Figure 2: demonstrates ADC maps from MONO-DWI across flow rates and stiffness. MONO suffered from large ADC bias (yellow arrows) at higher flow rates and in liver models with low stiffness (4%). There is slight ADC bias in the 6% hydrogel phantom near the vessel edge, and none in the 8%.

Figure 3: demonstrates ADC maps from MODI-DWI across flow rates and stiffness.

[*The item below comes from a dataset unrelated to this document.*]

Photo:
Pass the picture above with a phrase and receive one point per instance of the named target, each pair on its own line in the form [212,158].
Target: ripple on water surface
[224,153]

MODI suffered from localized ADC bias at the highest flow rate (1.5 L/min) in the lowest stiffness liver model (4%, yellow arrow). Minimal ADC bias was visualized in other hydrogel models.

Figure 4: plots MONO and MODI ADC versus phantom stiffness in the absence of flow. Each liver model exhibited different ADCs at baseline, dependent on the stiffness of the hydrogel. Hydrogel compositions of 4%, 6%, and 8% corresponded to stiffness of 1.6 kPa, 4.9 kPa, and 10.7 kPa, respectively. As stiffness increased, the ADC decreased (P = <0.01) for both MONO and MODI. Mean ADC and Standard Deviation are also reported in a table for all DWI acquisitions across b-values and resolutions.

Figure 5: displays ADC values for all MONO and MODI DWI acquisitions across flow rates. Both MONO and MODI exhibited consistent ADC measurements at higher stiffness. MODI remained consistent in the lowest stiffness phantom, while MONO exhibited large motion-induced ADC bias.